Eine viertel Stunde später haben wir den Eindruck, dass die Sonne irgendwie kleiner geworden ist, die Strahlkraft nimmt ab, aber weder Menschen noch Vögel kümmern sich darum. Die einen arbeiten, die anderen tirilieren weiter. Auch wir sind noch ganz normal, vielleicht ein wenig gespannt, aber nichts sonst.

Ich erinnere mich an die Sonnenfinsternis 1999, als ich draußen vor meinem elterlichen Haus in Solingen stand und erahnte, wie es dunkler und dunkler wurde, bis nur noch ein Dämmern übrig war. Die Natur war irritiert, die Menschen fasziniert. Wie würde es wohl heute sein?

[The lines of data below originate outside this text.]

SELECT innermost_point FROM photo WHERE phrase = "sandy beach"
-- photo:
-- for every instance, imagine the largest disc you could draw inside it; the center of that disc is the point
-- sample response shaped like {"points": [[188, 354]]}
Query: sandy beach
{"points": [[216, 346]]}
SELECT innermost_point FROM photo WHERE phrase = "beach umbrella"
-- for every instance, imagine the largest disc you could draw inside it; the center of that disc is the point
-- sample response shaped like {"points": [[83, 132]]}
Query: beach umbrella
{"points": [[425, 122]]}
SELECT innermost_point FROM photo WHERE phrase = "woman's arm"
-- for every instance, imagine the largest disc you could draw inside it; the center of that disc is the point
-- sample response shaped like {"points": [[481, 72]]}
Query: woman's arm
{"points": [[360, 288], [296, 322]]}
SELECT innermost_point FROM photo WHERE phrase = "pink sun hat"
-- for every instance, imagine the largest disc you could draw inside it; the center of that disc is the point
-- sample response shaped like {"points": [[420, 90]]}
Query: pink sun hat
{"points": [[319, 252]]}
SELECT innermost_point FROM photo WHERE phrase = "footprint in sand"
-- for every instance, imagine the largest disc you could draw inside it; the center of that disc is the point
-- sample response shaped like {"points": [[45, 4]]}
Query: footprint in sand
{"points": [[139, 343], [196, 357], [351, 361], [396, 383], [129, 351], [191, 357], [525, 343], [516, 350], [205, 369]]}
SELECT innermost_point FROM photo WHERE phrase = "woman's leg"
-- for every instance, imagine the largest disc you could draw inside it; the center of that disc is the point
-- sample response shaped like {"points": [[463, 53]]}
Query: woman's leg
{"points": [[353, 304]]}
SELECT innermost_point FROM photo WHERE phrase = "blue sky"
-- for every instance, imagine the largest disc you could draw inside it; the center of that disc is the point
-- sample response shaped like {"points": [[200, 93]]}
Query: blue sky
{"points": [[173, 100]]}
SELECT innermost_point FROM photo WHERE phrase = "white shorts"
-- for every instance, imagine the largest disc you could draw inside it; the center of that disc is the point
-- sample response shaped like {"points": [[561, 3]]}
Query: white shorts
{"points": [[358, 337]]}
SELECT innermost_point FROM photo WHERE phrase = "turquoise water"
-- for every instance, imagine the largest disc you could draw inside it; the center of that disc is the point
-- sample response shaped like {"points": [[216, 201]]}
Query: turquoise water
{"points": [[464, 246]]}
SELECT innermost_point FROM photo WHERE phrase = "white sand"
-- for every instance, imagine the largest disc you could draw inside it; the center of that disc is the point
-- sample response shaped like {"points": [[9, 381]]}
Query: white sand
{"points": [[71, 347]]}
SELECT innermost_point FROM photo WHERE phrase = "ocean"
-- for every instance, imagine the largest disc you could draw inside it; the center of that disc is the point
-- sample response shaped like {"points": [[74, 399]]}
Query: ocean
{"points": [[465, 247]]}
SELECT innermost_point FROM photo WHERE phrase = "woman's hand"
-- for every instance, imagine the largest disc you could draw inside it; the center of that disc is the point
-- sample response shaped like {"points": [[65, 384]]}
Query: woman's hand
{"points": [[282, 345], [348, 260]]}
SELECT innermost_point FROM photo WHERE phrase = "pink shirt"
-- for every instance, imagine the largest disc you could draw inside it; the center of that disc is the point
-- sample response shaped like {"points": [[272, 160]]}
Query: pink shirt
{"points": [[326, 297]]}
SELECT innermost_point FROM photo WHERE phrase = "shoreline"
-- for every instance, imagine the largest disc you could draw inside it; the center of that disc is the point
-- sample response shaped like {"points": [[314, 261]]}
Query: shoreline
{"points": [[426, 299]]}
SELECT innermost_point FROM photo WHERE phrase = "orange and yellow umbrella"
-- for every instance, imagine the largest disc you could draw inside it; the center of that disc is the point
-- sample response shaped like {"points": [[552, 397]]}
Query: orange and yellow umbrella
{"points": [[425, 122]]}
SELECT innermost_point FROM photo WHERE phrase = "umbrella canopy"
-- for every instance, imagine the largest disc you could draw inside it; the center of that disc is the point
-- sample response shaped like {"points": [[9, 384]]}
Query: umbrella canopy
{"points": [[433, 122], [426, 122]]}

Irgendwann bemerken wir eine subtile Veränderung. Einige Vögel werden leiser, andere melden sich seltener, ein kälterer Wind kommt auf, die wärmenden Strahlen der Sonne verschwinden mehr und mehr, aber nicht so, als ginge sie unter. Dieses Verblassen der Wärme ist anders als abends, und auch anders als wenn sich Wolken vor die Sonne schieben. Es ist langsamer, größer. Die Menschen scheinen gerade jetzt mehr Geschäftigkeit zu entfalten. Autos stehen mit laufendem Motor an der Straße, die Baustelle lärmt mehr, der Verkehr nimmt zu. Oder nimmt nur unsere Sensibilität zu, während sich die Sonne vorübergehend abwendet?

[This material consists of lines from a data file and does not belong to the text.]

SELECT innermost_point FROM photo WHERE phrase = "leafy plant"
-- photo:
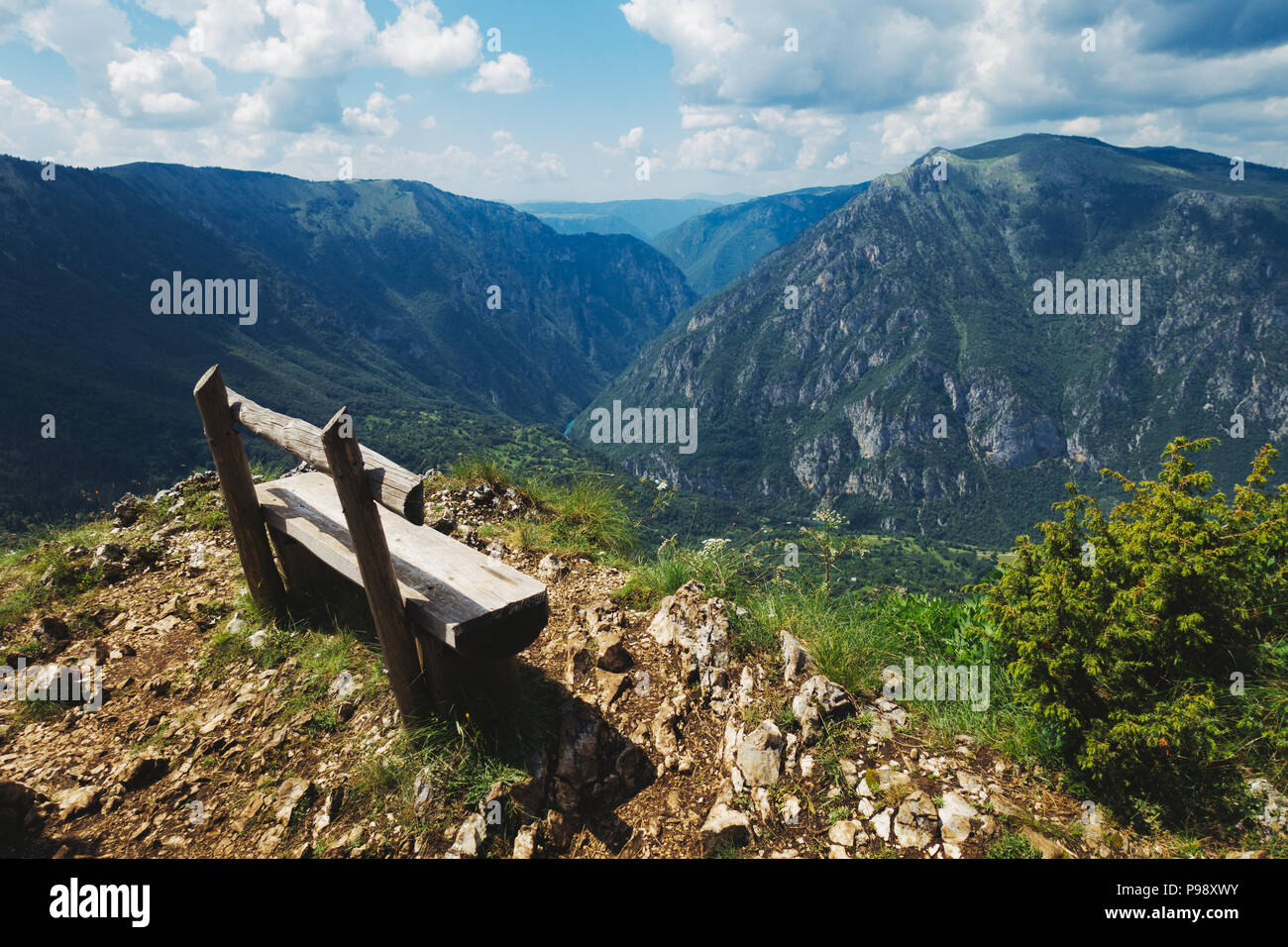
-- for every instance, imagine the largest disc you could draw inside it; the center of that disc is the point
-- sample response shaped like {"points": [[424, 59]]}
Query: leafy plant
{"points": [[1150, 641]]}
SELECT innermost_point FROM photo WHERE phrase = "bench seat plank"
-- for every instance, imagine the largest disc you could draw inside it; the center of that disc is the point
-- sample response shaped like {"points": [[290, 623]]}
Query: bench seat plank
{"points": [[462, 596]]}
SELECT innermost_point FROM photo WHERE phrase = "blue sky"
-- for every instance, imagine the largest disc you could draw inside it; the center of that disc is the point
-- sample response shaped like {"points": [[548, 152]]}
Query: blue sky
{"points": [[567, 98]]}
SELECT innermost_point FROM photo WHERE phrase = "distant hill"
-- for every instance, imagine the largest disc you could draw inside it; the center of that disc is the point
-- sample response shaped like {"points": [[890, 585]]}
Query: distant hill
{"points": [[720, 245], [918, 385], [643, 218], [373, 294]]}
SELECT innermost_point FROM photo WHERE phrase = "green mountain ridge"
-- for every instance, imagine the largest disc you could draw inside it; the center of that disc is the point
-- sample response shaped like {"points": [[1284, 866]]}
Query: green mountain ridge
{"points": [[648, 217], [720, 245], [915, 299], [372, 294]]}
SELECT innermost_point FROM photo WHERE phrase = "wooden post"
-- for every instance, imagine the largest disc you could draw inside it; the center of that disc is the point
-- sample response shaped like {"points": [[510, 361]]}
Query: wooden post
{"points": [[391, 486], [387, 609], [304, 573], [239, 488]]}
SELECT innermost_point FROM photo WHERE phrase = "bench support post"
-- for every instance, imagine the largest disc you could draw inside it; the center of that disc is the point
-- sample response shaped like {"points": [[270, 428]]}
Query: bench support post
{"points": [[378, 579], [239, 489]]}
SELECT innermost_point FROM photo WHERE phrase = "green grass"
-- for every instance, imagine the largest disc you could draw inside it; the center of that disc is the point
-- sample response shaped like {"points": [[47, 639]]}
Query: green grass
{"points": [[43, 553], [1013, 847], [574, 514]]}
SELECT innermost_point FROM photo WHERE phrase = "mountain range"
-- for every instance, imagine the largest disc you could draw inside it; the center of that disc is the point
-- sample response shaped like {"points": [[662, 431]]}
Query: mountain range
{"points": [[896, 356], [394, 296], [913, 350]]}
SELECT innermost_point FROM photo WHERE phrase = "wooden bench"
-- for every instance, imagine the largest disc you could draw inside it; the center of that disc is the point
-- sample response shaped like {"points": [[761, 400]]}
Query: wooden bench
{"points": [[450, 618]]}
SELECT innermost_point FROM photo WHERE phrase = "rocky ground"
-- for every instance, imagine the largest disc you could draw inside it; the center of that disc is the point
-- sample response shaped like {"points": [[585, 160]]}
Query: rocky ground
{"points": [[218, 736]]}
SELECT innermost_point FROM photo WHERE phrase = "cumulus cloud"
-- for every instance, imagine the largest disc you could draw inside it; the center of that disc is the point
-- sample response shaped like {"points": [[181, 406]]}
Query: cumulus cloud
{"points": [[376, 118], [730, 149], [890, 80], [630, 142], [420, 44], [163, 86], [506, 75]]}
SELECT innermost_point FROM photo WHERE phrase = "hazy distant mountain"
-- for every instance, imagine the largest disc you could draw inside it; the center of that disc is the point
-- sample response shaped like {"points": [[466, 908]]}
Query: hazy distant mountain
{"points": [[647, 218], [915, 381], [720, 245], [370, 292]]}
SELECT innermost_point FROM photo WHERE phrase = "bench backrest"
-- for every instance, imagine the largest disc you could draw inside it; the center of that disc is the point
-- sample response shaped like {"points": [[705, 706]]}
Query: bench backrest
{"points": [[391, 486]]}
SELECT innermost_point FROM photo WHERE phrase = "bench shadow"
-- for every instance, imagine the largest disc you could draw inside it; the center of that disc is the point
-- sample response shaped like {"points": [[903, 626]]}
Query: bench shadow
{"points": [[581, 767]]}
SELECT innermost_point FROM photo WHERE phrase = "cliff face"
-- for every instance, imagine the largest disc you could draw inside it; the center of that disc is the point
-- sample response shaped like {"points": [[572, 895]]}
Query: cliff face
{"points": [[394, 298], [716, 248], [921, 380]]}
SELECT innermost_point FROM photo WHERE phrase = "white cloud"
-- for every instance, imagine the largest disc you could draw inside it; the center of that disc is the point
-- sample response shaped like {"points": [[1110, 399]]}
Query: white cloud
{"points": [[1082, 125], [420, 44], [312, 38], [630, 142], [376, 118], [88, 34], [507, 73], [163, 86], [706, 118], [732, 149], [931, 120]]}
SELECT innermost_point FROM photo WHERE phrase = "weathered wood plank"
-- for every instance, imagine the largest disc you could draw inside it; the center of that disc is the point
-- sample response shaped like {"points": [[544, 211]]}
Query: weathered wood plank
{"points": [[393, 486], [239, 489], [456, 594], [387, 611]]}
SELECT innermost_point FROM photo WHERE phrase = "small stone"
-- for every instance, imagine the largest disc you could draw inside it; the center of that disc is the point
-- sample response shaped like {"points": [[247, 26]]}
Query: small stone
{"points": [[469, 838], [795, 657], [77, 801], [612, 654], [526, 841], [724, 826], [917, 821], [954, 817], [760, 755], [842, 832], [552, 569], [288, 795]]}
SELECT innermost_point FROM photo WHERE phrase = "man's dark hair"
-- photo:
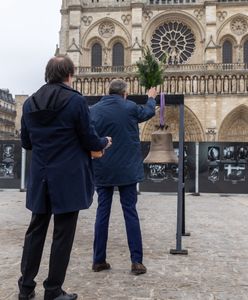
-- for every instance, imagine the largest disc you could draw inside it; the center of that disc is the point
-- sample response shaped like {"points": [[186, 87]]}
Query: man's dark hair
{"points": [[58, 69], [117, 87]]}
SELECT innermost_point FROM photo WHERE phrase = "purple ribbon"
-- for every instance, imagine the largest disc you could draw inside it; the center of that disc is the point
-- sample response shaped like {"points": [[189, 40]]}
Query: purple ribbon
{"points": [[162, 106]]}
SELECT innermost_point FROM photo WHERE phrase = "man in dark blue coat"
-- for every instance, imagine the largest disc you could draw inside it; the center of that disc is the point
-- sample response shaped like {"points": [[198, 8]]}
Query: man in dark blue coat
{"points": [[121, 166], [57, 127]]}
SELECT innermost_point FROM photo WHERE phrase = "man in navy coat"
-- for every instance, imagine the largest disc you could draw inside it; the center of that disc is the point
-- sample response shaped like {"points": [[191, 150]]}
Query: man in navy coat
{"points": [[121, 166], [57, 127]]}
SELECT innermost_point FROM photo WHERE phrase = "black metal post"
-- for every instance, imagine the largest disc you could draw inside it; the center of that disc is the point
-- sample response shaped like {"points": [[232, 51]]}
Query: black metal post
{"points": [[180, 193], [183, 204]]}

Die junge Frau mittleren Alters hört gegen halb elf die Amseln leise singen. Abendstimmung? Gute-Nacht-Lieder? Unbeeindruckt arbeiten die Menschen, überspielen die Stille hinter der Stille, wie meine spirituelle Frau es ausdrückt, eine Bezeichnung, der ich nur vollkommen zustimmen kann. Die Natur wird stiller, verstummt nicht ganz, wie auch die Sonne nicht ganz verschwindet. Sie bleibt, doch ein Gefühl unnatürlicher Verlassenheit ist spürbar. Das freundliche, warme Licht des Frühlings blinzelt kurz, und für uns ist es eine kalte halbe Stunde.

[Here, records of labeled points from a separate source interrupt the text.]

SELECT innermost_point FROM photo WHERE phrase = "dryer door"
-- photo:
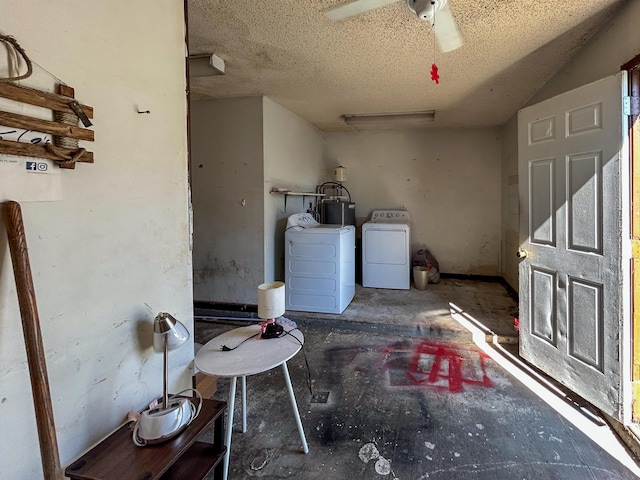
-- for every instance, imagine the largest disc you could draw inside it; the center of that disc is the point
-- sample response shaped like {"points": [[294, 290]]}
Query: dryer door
{"points": [[385, 246]]}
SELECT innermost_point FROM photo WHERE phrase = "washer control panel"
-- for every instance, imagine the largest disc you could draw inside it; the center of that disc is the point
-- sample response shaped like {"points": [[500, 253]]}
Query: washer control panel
{"points": [[301, 220], [390, 216]]}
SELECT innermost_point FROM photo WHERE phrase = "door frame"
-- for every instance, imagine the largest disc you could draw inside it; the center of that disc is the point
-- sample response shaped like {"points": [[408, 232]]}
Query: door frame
{"points": [[632, 358]]}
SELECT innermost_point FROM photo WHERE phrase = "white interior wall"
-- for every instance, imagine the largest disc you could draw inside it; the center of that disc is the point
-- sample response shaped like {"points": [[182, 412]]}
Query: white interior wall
{"points": [[510, 203], [228, 199], [293, 159], [448, 181], [617, 42], [115, 250]]}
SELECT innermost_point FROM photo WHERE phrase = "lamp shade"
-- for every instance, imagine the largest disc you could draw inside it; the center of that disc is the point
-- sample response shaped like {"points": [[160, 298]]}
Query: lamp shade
{"points": [[166, 326], [271, 300]]}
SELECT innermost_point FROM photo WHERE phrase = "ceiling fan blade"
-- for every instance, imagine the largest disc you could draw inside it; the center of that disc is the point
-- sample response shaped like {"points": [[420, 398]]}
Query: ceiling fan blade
{"points": [[355, 7], [446, 30]]}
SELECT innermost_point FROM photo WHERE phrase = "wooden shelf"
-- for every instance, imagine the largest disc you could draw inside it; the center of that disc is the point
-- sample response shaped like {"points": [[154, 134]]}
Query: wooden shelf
{"points": [[183, 457]]}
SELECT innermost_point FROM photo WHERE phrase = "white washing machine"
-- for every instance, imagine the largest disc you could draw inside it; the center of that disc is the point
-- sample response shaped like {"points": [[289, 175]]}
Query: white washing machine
{"points": [[386, 258], [319, 265]]}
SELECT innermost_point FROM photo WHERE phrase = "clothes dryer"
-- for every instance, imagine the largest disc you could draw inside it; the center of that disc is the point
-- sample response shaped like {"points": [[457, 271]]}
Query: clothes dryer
{"points": [[386, 257], [319, 265]]}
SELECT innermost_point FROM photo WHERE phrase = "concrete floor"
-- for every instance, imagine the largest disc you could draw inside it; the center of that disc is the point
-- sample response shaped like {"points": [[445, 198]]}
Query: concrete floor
{"points": [[413, 394]]}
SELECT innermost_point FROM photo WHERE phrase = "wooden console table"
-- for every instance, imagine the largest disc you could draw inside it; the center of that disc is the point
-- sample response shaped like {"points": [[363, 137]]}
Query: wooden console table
{"points": [[118, 458]]}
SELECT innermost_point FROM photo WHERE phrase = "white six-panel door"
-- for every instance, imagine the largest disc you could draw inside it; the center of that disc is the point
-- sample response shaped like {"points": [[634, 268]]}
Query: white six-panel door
{"points": [[571, 215]]}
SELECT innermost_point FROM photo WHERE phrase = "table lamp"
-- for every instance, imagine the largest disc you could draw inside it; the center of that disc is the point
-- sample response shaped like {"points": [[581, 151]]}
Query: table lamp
{"points": [[168, 335], [270, 306], [160, 423]]}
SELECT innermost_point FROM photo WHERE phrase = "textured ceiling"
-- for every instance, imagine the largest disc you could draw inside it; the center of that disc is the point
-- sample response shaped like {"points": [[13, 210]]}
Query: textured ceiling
{"points": [[380, 61]]}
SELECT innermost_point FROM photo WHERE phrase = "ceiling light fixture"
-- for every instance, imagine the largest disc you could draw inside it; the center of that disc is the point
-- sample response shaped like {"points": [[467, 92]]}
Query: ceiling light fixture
{"points": [[205, 65], [389, 118]]}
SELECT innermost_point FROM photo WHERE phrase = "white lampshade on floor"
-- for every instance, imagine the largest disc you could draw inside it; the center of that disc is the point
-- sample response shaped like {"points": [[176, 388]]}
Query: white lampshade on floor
{"points": [[271, 300]]}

20 Minuten vor 11, als der dunkelste Punkt erreicht ist, fahren viele Autos, dröhnen große Maschinen von der Baustelle, nur wir sind vollkommen still und nehmen die Stille in uns auf, die trotz allem da ist. Und mehr gibt es nicht zu sagen.

Später dann, als nach einer knappen viertel Stunde die ersten spürbaren Strahlen zurückkehren, meldet sich laut eine nahe Meise. Sie begrüßt die Sonne, und wir begrüßen sie auch. Wie freuen wir uns über die Strahlen, die Wärme, die Freundlichkeit der Natur. Wir haben sie nicht lange missen müssen, und wir waren fasziniert von ihrer Abwesenheit, und doch haben wir sie vermisst.

Es war ein wunderschöner, spiritueller, faszinierender, interessanter Morgen.